Palestinian officials, and many rights groups and media outlets, have reached the conclusion that Al Jazeera journalist Abu Akleh was killed by the Israeli military.
The United Nations human rights office last month said that information it had gathered showed that the bullet that killed Abu Akleh was fired by Israeli forces. Several witnesses said Israeli forces killed the Jerusalem-born Abu Akleh.
Israeli officials initially said Palestinian fighters could have killed Abu Akleh. However, Israel later backtracked and said it could not rule out the possibility that an Israeli soldier had fired the shot.
The decision to give the bullet to US experts follows a weeks-long impasse over who would conduct the investigation, with Palestinian officials saying a probe involving Israel would not be transparent.
“The Palestinians have been very clear that they do not want Israel involved when it comes to the analysis of the bullet,” Al Jazeera’s Stefanie Dekker reported from West Jerusalem. “They refused to hand it over before; they refused a joint investigation which [Israel] offered very soon after the killing.”
The Palestinian decision to finally hand the bullet over to the US follows a call between US Secretary of State Antony Blinken and Palestinian President Mahmoud Abbas last week, with US officials “keen to have this wrapped up” before US President Joe Biden visits Israel and the occupied West Bank next week, Dekker said.
She added the results from the analysis were expected to be delivered to the Palestinians by the end of the day, although “whether that is going to lead to any accountability and justice, Palestinians certainly remain extremely sceptical”.
Palestinians were quick to condemn Israel’s alleged involvement in the analysis.
Speaking to Al Jazeera, Mustafa Barghouti, the secretary-general of the Palestinian National Initiative, said if the Israeli reports were true, “two huge mistakes have been done”.
“One [is] by the Palestinian Authority in passing the bullet to the American side and trusting [them],” he said. “The second mistake is by the Americans, who promised that the Israelis will not do the forensics themselves, and now they are passing the bullet to the Israelis.”
“In both cases, we will not trust the Israelis.
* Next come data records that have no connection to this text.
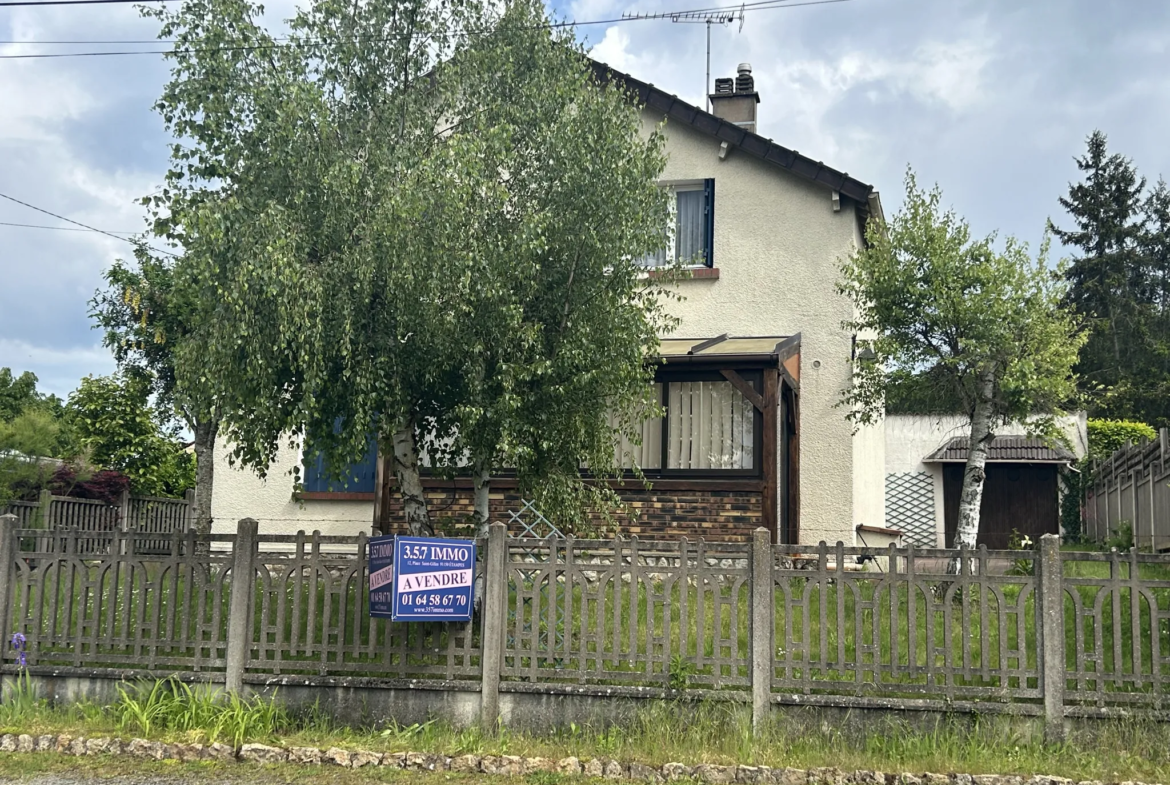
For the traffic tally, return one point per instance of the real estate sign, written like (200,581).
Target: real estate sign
(432,579)
(380,557)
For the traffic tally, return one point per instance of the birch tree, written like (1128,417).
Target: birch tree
(415,218)
(982,322)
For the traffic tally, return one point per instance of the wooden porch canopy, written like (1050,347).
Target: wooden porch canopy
(777,359)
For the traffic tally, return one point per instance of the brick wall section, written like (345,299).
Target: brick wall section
(716,515)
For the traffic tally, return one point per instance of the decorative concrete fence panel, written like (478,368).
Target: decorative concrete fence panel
(1044,633)
(907,629)
(310,618)
(627,613)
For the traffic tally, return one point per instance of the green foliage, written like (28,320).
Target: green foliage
(19,394)
(1072,498)
(144,315)
(955,319)
(171,706)
(435,241)
(943,307)
(115,424)
(20,701)
(1120,284)
(681,670)
(1018,542)
(27,446)
(1107,436)
(1122,537)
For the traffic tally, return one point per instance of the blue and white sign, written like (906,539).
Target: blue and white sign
(433,579)
(380,557)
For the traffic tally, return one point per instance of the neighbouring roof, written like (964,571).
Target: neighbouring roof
(1004,449)
(747,140)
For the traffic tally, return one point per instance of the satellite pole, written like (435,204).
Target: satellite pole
(700,18)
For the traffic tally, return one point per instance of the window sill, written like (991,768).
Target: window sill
(696,274)
(334,496)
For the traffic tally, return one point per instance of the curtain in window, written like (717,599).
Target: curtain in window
(692,228)
(647,455)
(711,426)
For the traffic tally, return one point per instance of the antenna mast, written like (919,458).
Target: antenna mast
(707,18)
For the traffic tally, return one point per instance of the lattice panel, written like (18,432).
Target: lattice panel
(910,507)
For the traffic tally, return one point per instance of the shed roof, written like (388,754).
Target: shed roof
(1004,449)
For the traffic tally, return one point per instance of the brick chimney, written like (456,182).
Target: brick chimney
(735,100)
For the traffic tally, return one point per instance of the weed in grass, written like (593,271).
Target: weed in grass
(171,706)
(21,702)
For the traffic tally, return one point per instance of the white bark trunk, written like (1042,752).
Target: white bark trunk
(970,498)
(481,481)
(205,472)
(410,483)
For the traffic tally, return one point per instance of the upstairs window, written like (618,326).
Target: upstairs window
(359,477)
(693,239)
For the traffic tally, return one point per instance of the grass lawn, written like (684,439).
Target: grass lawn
(835,633)
(661,732)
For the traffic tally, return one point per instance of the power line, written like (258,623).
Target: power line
(69,2)
(85,226)
(59,228)
(761,5)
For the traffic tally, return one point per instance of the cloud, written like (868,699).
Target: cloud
(991,100)
(57,369)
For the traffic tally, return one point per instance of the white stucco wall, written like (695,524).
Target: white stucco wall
(910,438)
(778,245)
(240,494)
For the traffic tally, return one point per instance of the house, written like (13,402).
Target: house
(924,460)
(751,378)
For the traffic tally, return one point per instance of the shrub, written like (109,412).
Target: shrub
(1107,436)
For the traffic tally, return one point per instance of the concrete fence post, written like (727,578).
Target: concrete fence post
(1051,615)
(45,507)
(124,510)
(8,548)
(188,521)
(495,618)
(762,622)
(239,625)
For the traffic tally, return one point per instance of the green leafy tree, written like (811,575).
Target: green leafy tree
(417,218)
(985,323)
(1120,284)
(146,314)
(118,428)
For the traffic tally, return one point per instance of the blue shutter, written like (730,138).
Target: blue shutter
(709,221)
(360,477)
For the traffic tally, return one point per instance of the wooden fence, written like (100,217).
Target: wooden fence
(143,514)
(1043,633)
(1131,488)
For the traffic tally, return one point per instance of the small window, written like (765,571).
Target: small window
(359,477)
(648,454)
(692,241)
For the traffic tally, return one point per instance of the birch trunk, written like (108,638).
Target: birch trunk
(410,483)
(481,481)
(205,472)
(970,498)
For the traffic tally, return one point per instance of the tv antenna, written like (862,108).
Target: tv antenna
(708,18)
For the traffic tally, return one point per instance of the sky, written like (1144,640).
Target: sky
(991,100)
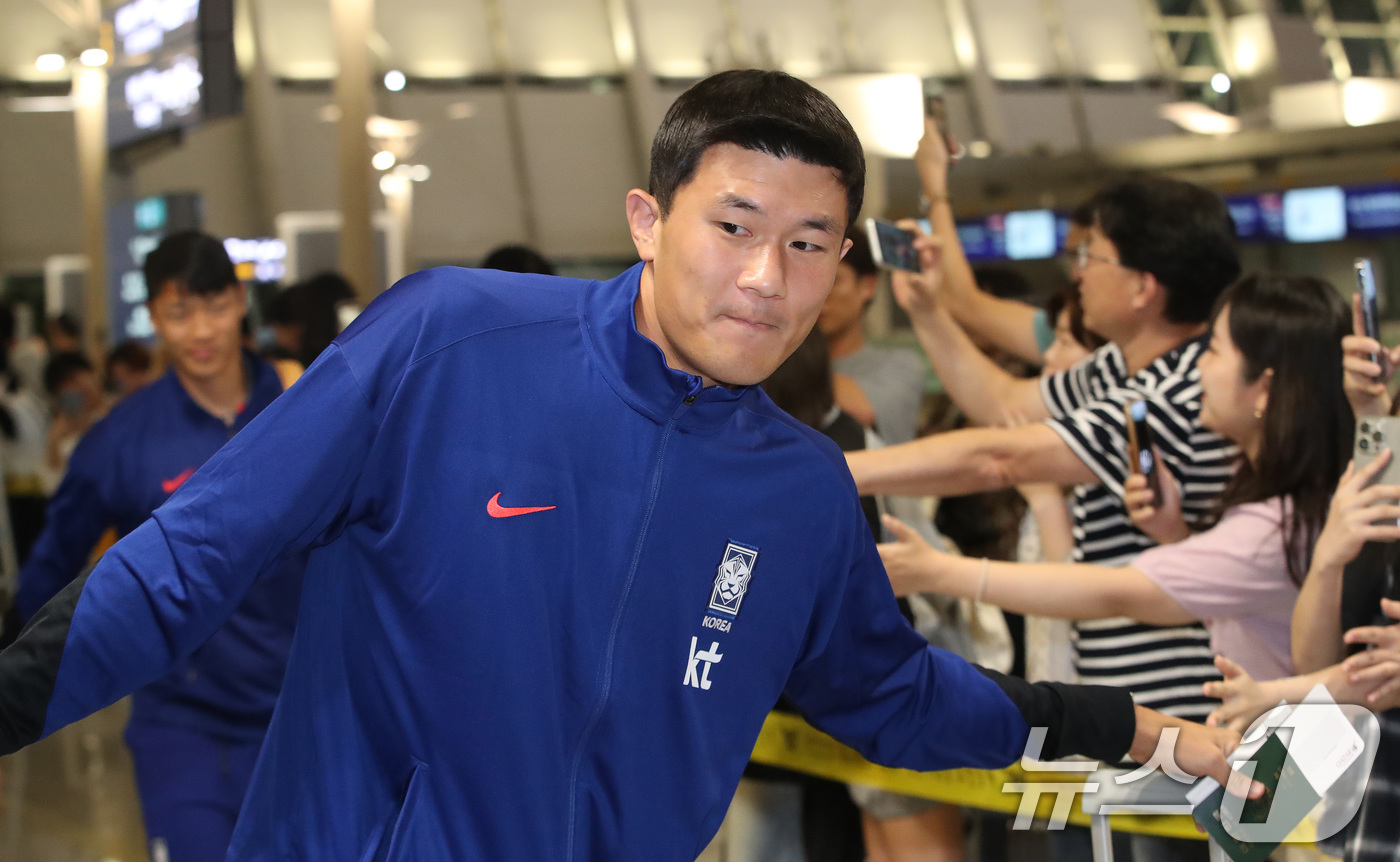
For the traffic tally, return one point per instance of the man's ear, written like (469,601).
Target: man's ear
(865,287)
(644,223)
(1148,291)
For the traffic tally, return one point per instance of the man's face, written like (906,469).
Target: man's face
(846,304)
(202,333)
(1106,288)
(742,263)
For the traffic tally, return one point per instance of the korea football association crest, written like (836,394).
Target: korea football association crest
(731,582)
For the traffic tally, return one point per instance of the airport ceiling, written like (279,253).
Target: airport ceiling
(1022,39)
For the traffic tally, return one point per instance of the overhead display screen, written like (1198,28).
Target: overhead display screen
(174,67)
(1316,214)
(133,228)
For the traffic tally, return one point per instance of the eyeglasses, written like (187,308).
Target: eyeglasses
(1081,258)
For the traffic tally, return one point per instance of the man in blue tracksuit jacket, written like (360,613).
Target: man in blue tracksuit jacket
(196,731)
(564,553)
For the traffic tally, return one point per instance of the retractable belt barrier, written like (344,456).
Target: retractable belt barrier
(790,742)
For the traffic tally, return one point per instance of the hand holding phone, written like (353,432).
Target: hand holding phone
(892,245)
(1141,454)
(1150,494)
(1369,304)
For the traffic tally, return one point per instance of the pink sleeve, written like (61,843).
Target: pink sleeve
(1238,568)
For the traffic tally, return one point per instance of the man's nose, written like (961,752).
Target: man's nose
(763,273)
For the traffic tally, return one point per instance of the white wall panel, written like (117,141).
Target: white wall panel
(580,170)
(39,209)
(1109,39)
(1014,38)
(559,38)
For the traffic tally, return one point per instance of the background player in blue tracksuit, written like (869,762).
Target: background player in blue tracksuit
(195,732)
(564,552)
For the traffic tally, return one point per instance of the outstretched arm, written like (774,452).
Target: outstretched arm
(163,589)
(969,462)
(983,389)
(870,680)
(1068,591)
(284,483)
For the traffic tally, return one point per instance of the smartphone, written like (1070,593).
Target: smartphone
(1374,435)
(937,109)
(1141,455)
(1369,309)
(892,246)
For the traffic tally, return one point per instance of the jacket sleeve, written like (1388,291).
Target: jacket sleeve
(74,521)
(871,682)
(283,483)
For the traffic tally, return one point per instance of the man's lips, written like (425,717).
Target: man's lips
(751,323)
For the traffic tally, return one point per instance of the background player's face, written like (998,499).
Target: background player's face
(742,263)
(202,333)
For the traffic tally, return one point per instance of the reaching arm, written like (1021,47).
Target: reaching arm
(968,462)
(865,677)
(1004,322)
(1050,589)
(1358,515)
We will not trust them on the investigation of matters that they have been involved in. It is like asking the criminal to investigate himself,” he said. “All we’ve been asking for, the world community has been asking, is for an international independent commission.”
According to ballistic and forensic experts, the green-tipped bullet that killed Abu Akleh was designed to pierce armour and is used in an M4 rifle. The round was extracted from her head.
The bullet was analysed using 3D models and, according to experts, it was 5.56mm calibre – the same used by Israeli forces. The round was designed and manufactured in the US, experts said.
Glenn Carle, a former deputy national intelligence officer for transnational threats at the CIA, said that the results of the investigation could put Biden in an awkward position.
He said any decision on how the bullet will be tested will “frankly come from the White House” given its political and diplomatic implications.
“An analysis that finds that the bullet came from an Israeli shooter or rifle, could create problems for the Israeli government. Yet, the US is not going to want to hide the facts whatever they turn out to be. So it will be a delicate issue which I would guess American authorities would want to defer until after President Biden’s trip,” he added.
Al Jazeera Media Network announced on May 26 that it had assigned a legal team to refer the killing to the International Criminal Court (ICC) in The Hague. The case was recently handed over to the ICC prosecutor. However, the current status of the investigation remains unclear.
Lawyers working on a case filed with the ICC about the targeting of Palestinian journalists by Israeli forces have also said they will add Abu Akleh’s killing to the case.